Risk-free rate and risk-adjusted statistics
Sharpe and Sortino ratios use the US 3-month Treasury yield as the risk-free rate, sourced via Financial Modeling Prep. Where the backtest period spans multiple risk-free regimes we use the contemporaneous yield rather than a single average. Volatility is annualised using a √252 trading-day convention.
Attribution
Where Brinson-Hood-Beebower attribution is shown, the breakdown decomposes excess return versus a benchmark (default: SPY) into allocation, selection and interaction effects. Sector groupings use the GICS classification supplied by the data provider; missing or unmapped tickers are pooled into an “Other” bucket.
Known biases and limitations
Backtests on Arithmos are subject to the standard biases that affect all simulated portfolios:
- Survivorship bias. Securities that have been delisted may not appear in the universe.

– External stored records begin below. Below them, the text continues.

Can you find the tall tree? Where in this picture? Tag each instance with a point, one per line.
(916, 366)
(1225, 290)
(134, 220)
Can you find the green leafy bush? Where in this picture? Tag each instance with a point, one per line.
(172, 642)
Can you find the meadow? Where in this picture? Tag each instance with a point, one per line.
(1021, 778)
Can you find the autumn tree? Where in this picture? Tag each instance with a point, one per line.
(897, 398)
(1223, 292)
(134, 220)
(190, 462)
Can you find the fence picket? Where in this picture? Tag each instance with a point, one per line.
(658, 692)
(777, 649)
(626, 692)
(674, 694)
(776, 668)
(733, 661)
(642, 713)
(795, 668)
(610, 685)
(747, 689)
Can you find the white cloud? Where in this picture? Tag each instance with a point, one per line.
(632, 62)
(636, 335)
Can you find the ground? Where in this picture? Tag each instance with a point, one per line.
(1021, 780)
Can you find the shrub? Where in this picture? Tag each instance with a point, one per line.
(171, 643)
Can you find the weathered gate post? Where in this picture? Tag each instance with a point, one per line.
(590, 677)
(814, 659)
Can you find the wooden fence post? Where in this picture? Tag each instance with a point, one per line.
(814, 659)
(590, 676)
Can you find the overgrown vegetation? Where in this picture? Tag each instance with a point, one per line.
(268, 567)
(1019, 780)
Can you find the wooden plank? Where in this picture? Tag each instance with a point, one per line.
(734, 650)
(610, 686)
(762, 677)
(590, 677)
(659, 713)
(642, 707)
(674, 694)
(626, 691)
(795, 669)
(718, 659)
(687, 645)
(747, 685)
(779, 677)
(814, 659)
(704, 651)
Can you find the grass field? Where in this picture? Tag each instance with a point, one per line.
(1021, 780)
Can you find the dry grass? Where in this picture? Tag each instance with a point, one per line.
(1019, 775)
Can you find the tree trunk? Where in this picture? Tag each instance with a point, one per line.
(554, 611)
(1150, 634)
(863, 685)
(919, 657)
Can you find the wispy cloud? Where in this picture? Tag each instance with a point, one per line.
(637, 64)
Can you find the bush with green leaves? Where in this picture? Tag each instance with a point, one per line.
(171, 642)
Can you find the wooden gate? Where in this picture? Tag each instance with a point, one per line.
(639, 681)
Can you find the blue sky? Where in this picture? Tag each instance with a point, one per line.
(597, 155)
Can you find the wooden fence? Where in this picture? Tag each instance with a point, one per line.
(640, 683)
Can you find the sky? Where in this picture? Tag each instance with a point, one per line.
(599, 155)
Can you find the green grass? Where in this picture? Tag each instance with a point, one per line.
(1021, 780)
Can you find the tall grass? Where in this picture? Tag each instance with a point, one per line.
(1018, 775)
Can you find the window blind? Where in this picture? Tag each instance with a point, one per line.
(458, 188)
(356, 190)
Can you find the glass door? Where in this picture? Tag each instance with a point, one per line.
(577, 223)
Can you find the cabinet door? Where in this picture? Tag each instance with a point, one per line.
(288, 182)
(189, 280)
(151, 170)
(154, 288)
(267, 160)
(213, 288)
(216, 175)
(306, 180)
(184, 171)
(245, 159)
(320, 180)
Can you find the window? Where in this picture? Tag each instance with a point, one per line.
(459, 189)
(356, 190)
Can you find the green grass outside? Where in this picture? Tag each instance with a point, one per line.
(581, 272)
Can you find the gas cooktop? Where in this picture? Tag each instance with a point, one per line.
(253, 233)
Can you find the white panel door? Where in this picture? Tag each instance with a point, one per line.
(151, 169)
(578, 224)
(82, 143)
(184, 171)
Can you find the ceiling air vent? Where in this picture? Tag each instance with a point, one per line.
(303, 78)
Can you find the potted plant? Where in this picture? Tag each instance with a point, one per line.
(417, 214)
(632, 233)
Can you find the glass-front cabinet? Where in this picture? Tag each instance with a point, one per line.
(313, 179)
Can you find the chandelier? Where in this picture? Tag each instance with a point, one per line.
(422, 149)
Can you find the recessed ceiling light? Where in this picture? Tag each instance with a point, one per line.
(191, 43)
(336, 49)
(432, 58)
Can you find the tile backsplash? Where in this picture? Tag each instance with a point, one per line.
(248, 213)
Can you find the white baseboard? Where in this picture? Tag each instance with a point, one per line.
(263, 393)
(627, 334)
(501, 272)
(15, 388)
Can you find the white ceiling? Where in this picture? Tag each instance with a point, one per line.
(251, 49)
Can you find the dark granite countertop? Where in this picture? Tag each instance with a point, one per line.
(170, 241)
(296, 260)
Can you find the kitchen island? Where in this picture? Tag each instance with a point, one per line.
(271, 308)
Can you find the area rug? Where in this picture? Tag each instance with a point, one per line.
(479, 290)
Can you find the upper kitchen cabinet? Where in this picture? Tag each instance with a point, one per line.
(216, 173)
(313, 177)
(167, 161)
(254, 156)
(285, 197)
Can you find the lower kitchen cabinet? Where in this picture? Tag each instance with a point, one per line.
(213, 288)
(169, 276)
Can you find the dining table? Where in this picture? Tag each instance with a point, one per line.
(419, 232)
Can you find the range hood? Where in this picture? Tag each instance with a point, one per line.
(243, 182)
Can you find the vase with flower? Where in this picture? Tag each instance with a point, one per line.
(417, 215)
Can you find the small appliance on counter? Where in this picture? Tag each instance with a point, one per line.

- Look-ahead bias. The universe is selected with knowledge that did not exist at past rebalance dates.
- Data-snooping bias. Iteratively refining a prompt until the backtest looks good is a form of in-sample over-fitting. Out-of-sample behaviour will differ.
- Cost omission. Commissions, spreads, market impact and short-borrow are excluded by default.
- Tax effects. All returns are pre-tax. Realised after-tax performance will be lower and depends on your jurisdiction.
- FX.Performance is reported in the index’s base currency without hedging, and currency moves can dominate short windows.
Use the numbers as a sanity check, not a forecast
A backtest tells you what would have happened if you had run a specific rule over a specific historical window using a specific dataset. It does not tell you what will happen. Treat backtest metrics as one input into your own diligence, not as a prediction — and read the risk disclaimer before acting on anything you see.